Question

from the top of a tower which is 100m height, an observer observes a bus on the ground with an angle of depression 30°,then find the distance between the bus and the tower​

Answer 1

Answer:

173m

Step-by-step explanation:

In Tigonometry

Tan 30° = 1/√3

The distance equals

Tan 30° = 100 / x

( 100 is the height and 'x' is the distance)

1/√3 = 100 / x

x = 100 × √ 3

x = 173

Answer 2

Answer:

Distance between the bus and the tower is 173 meters.

Step-by-step explanation:

Draw a diagram, make sure to mark the angle of depression.
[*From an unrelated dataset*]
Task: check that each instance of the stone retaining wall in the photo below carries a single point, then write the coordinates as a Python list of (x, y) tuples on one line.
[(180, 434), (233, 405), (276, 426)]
Let AB be the tower = 100m.

Let A be the position of the observer.

Let B be the position of the Bus.

Hence, BC becomes the distance between the bus and the tower.

Angle of depression = 30°

Hence, alternate angle, i.e, the angle of elevation also becomes 30°.

Now, In ΔABC

$\Longrightarrow \sf tan30^\circ = \dfrac{opposite \ side}{adjacent \ side}$

$\Longrightarrow \sf tan30^\circ = \dfrac{100}{BC}$

$\Longrightarrow \sf \dfrac{1}{\sqrt{3}} = \dfrac{100}{BC}$

$\Longrightarrow \sf BC = 100\sqrt{3}$

$\Longrightarrow \sf BC = 100 \times 1.73$

$\Longrightarrow \sf BC = 173m$

Hence, the distance between the bus and the bottom of the tower is 173 meters.

Values used:

√3 = 1.73

tan30° = 1/√3